Fork me on GitHub

A ground-truth fuzzing benchmark suite based on real programs with real bugs.

Configuring run.sh

The captainrc file defines the configuration parameters for the captain toolset scripts, mainly run.sh. Each parameter control some aspect of the benchmarking process (i.e., build-time, run-time, launch configuration, …).

WORKDIR

It defines the path to the directory in which the current instance of run.sh will store its outputs and transient results. The WORKDIR directory has the following hierarchy:

./
|
-- cache: transient storage for currently-running campaigns
|
-- ar: archived campaign results (optionally tar-balled)
|
-- log: docker build-time and run-time logs
|
-- poc: collected test-cases that trigger known bugs or new crashes

The cache and ar subdirectories have the following hierarchy:

./
|
-- [FUZZER]
|  |
|  -- [TARGET]
|  |  |
|  |  -- [PROGRAM]
|  |  |  |
|  |  |  -- [RUN]
|  |  ...
|  ...
...

Each [RUN] directory contains the run-time results of that campaign:

./
|
-- findings: the output directory supplied to the fuzzer
|
-- log: the fuzzer's stdout and stderr streams, stored in log/current
|
-- monitor: timestamped files containing instrumentation results

REPEAT

It specifies the number of times each experiment must be identically repeated.
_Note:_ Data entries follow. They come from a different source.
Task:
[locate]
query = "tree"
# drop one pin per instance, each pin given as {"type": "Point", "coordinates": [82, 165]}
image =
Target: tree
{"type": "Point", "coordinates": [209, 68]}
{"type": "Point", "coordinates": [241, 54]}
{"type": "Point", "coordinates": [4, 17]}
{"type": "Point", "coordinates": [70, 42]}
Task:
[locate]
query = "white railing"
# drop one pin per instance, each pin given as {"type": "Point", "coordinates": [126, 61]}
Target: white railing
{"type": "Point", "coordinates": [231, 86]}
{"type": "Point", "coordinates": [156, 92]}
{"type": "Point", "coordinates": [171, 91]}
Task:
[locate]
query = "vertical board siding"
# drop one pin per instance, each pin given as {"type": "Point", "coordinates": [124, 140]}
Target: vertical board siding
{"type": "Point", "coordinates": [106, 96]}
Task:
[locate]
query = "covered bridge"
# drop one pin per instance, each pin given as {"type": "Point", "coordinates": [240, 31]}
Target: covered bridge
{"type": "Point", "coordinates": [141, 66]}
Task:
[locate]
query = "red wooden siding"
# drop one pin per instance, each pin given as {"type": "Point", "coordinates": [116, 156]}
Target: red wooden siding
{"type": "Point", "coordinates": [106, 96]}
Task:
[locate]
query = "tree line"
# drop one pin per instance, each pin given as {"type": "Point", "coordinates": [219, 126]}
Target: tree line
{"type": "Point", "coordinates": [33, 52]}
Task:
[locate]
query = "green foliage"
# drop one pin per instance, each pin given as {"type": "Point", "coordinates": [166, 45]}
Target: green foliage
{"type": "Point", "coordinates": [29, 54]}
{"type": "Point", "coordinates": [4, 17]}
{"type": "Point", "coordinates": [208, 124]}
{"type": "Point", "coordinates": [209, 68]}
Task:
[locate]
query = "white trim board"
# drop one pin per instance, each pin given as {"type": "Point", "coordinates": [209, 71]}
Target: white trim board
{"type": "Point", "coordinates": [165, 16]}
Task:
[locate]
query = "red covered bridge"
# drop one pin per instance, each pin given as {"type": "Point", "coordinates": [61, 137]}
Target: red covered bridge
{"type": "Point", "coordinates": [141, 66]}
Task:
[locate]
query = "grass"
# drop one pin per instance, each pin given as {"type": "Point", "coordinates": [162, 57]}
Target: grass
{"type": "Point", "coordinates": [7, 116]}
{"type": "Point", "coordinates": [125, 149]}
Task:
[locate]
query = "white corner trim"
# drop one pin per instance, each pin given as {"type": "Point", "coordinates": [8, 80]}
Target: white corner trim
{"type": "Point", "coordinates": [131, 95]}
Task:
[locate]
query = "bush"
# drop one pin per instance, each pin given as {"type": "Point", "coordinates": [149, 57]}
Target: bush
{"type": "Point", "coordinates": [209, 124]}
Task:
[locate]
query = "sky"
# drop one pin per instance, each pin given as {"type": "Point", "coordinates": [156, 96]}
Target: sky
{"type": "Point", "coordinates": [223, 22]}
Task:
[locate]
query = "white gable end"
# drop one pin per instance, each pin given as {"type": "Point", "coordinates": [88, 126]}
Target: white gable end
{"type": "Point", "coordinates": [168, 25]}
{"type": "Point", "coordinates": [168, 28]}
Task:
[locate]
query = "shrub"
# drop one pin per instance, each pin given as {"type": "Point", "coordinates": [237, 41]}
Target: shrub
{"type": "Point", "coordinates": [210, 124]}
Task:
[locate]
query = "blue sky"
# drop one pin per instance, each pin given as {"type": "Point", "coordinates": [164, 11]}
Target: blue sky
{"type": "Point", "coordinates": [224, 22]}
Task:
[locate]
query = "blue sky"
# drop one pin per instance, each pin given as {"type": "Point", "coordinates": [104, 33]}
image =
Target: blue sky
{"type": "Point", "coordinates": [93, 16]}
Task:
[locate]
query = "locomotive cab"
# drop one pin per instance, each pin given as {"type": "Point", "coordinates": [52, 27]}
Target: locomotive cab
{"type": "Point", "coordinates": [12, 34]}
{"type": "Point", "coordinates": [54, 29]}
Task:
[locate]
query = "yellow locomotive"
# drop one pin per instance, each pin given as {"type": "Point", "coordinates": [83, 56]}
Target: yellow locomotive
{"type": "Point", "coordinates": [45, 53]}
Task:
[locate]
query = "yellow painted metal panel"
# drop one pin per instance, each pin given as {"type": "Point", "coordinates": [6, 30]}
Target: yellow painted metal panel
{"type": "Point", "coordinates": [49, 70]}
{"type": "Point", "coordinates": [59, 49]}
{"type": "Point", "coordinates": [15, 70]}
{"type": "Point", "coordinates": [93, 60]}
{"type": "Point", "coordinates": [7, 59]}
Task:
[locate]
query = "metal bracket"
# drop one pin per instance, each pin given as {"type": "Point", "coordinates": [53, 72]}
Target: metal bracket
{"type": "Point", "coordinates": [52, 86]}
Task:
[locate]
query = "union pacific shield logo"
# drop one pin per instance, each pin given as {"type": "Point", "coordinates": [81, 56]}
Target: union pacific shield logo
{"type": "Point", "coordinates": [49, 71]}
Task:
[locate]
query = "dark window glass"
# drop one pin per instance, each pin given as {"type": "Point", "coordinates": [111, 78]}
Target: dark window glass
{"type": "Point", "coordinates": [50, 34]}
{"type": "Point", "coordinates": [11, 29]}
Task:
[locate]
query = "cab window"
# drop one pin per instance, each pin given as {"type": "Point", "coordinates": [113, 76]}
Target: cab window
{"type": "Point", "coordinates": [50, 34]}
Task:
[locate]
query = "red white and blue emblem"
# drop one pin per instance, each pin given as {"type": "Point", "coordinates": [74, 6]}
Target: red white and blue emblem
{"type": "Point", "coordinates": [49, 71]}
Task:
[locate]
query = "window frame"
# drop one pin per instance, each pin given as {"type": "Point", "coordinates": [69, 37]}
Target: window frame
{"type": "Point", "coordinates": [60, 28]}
Every repetition is assigned a locally-unique RUN serial number (0, 1, 2, …) in the workdir hierarchy as discussed above.

WORKER_MODE

It defines the type of CPU resources to allocate as workers:

For example, if your setup has 2 CPU sockets, each with 8 physical cores, and 16 SMT-enabled threads (logical cores), the maximum number of concurrent workers that can be allocated with each mode would be:

WORKERS

It defines the maximum number of logical CPU cores to use concurrently.

WORKER_POOL

Specifies a space-separated list of logical cores to allocate. If not specified, the captain tool will allocate cores from the output of lscpu, filtering out cores based on WORKER_MODE and limiting the count to that specified by WORKERS (or its default value).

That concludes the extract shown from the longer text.